On the pragmatic front, Bryant is still the Lakers' best player for now. Bracketing the possibility of adding another premier star via free agency (something that may not happen until 2015 anyway), the Lakers can't afford to have Bryant giving it anything less than 100 percent. The tone he sets will trickle down to the rest of the team, setting it up to succeed or fail in a large way.

The philosophical reasons matter less from win-loss perspective, but they're every bit as important to the average Lakers fan. Bryant has done more for this franchise over the years than anyone else currently associated with the franchise. There's a sense in which the organization owes him the right to offer significant input into this decision.

Bryant has dutifully stood by throughout the Lakers' woes, defending his coaches and giving the club a semblance of strength and resilience in tough times. While he gets paid a lot to do that and more, it's hard to put a price on what Bryant delivers in return.

Even if you aren't convinced Bryant's in the best position to make this decision, it's only right that he does.

Let's go back to basketball reasons, though. After a 27-55 season, perhaps you'll be more persuaded by concrete bottom lines than sentiment.

Bryant knows the game as well as anyone. The 35-year-old is a student of the game, a lifer who could do whatever he wants when he retires. He knows his strengths, and he knows who will best put him in a position to succeed. From an X's and O's standpoint, it only makes sense to consult him. 

Among the names mentioned thus far, there's a wide range of coaching philosophies. No one has a better grasp on which fits the Lakers than Bryant.

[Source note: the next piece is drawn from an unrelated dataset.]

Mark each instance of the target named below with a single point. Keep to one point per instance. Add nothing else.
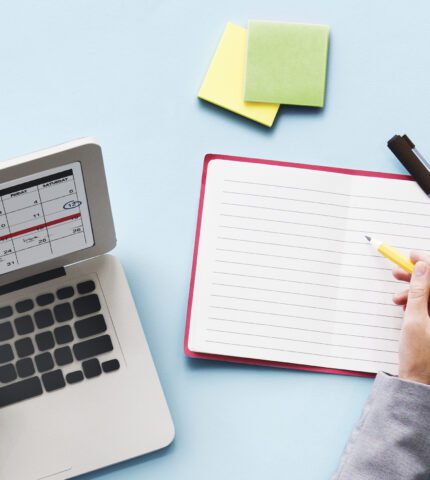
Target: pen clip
(406, 152)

We can certainly make some guesses about Bryant's priorities. They probably aren't all that alien to the rest of our priorities. This team desperately needs a defensive identity. To that end, it's no surprise that Thibodeau's name has come up. 

The Lakers also need flexibility. D'Antoni was so committed to his system that he made inadequate use of big man Pau Gasol, even when Gasol was clearly the team's best healthy player this season. The next coach has to be willing and able to work with whatever ends up on the Lakers roster in 2014-15 and beyond.

In the interest of even-handedness, there's one concern with any appearance of Bryant taking this process over. The next coach needs to be perceived as legitimate. He'll need buy-in from the rest of the team too. 

The last thing the Lakers want is a guy the rest of the world believes to be a puppet. That won't do anything good for a locker room in serious need of rehabilitation and unequivocal leadership. Much as Bryant needs to be involved in this decision, it can't look like it was his alone.